Localization of IFI16 and cGAS in HSV-infected cells. (A) HFF cells were mock-infected or infected with HSV-1 7134 virus (MOI = 10). Cells were fixed at 24 hpi, and cells on the edge of viral plaques were imaged by IFI16 and ICP8 staining. (B) Human foreskin fibroblasts were mock-infected or infected with WT HSV-1 at an MOI of 100 in the presence or absence of 100 μg/mL CHX. Cells were fixed and stained at 2.5 hpi for IFI16 and cGAS. (Magnification: 63×.)

Fig. 7.

Contribution of cellular signaling components to innate immune responses to transfected DNA. (A) Kinetics of innate transcriptional responses to transfected DNA. HFF cells were transfected with 200 ng of plasmid DNA, and total RNA was harvested and analyzed by qRT-PCR at the indicated time points. Values were normalized to cellular GAPDH and are plotted as a fold-induction over a DNA-negative Lipofectamine LTX control. (B and C) Kinetics of innate transcriptional responses in cGAS- or IFI16-depleted cells transfected with plasmid DNA (200 ng) (B) or infected with HSV-1 d109 (MOI = 3) (C). (D) cGAMP activity. siRNA-depleted cells were transfected as in B, and cGAMP was harvested at 24 hpt and assayed on reporter HFF cells.
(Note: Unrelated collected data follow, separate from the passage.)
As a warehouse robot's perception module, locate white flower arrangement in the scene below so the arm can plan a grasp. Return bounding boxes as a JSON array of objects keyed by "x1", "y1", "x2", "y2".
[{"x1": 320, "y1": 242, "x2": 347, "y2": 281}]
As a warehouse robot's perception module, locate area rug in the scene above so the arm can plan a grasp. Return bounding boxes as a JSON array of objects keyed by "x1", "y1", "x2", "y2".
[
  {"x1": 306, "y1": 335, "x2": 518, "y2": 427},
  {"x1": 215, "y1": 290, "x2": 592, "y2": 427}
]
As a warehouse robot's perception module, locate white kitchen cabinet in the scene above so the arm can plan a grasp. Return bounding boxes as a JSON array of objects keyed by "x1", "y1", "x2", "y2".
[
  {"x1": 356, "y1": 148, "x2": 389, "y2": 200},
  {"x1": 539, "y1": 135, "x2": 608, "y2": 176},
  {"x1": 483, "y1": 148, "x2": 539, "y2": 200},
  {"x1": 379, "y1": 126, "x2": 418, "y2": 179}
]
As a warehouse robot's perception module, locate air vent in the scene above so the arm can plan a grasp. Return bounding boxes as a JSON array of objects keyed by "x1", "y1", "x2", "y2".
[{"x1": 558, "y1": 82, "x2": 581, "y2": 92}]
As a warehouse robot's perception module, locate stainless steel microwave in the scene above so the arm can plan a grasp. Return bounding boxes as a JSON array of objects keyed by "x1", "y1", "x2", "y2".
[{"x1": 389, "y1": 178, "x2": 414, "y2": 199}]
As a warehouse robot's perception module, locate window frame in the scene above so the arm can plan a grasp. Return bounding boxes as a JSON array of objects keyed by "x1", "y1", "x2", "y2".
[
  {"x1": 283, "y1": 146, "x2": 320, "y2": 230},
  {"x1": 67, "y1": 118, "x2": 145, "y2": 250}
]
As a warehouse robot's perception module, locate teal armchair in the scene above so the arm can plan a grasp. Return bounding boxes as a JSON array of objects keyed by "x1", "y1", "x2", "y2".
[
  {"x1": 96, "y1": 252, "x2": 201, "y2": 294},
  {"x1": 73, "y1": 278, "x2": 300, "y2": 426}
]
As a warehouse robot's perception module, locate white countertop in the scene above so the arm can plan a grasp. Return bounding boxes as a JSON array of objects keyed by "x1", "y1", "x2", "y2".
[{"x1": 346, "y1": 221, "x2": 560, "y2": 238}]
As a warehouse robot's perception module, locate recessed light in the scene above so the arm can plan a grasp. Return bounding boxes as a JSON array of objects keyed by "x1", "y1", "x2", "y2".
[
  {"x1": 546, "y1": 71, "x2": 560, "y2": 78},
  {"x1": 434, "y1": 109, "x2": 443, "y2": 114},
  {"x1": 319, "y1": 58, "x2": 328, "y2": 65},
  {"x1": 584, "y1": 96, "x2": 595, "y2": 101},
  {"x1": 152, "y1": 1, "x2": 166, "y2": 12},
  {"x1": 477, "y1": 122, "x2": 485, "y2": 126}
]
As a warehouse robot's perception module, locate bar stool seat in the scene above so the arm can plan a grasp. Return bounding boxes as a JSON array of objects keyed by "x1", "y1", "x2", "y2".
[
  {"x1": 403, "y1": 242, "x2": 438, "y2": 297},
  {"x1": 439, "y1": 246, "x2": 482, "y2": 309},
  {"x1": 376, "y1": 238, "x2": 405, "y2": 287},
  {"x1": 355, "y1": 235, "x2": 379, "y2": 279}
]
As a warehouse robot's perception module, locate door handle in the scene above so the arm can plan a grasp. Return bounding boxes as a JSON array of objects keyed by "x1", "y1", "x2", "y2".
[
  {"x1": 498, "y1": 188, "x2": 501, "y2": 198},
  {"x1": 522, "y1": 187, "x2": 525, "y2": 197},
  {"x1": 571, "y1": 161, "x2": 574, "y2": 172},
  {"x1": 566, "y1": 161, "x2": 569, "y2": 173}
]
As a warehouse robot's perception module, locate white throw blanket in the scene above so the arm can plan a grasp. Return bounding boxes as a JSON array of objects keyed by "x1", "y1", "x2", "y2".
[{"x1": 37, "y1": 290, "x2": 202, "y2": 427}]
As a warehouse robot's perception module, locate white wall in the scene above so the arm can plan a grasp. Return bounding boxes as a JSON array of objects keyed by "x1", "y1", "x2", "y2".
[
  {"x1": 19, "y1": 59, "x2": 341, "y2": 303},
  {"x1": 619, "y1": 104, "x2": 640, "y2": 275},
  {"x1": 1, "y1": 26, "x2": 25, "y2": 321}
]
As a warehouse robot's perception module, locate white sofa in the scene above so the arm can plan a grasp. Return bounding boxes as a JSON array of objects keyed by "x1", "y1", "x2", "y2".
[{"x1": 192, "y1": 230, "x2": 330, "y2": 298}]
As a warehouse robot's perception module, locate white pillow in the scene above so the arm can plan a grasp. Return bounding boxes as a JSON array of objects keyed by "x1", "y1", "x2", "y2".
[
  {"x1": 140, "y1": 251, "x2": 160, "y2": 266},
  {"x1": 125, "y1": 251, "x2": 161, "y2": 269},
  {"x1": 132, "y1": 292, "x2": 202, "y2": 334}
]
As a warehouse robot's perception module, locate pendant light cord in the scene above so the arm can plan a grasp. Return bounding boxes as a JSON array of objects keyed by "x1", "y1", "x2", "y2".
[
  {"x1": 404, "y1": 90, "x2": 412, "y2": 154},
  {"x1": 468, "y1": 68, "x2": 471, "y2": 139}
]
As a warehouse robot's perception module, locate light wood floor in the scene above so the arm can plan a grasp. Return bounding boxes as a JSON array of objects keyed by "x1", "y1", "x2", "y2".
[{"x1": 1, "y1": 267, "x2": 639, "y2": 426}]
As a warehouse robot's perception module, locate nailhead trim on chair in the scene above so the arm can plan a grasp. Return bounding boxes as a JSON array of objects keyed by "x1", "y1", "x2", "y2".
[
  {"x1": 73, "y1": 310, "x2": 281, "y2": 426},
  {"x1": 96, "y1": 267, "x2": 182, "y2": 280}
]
ISG54 and IFNβ mRNA induction were measured in reporter cells at 6 h posttreatment by qRT-PCR. *P < 0.05, **P < 0.01, ***P < 0.001.

Fig. 8.

Model of the distinct roles of IFI16 and cGAS in sensing nuclear herpesviral or transfected DNA. Following HSV-1 infection (Left), IFI16 senses HSV-1 viral DNA in the nucleus and promotes downstream signaling to activate IFNβ expression. cGAS indirectly activates signaling by promoting IFI16 stability. During DNA transfection (Right), cGAS initially senses transfected DNA (1) followed by IFI16-dependent sensing (2).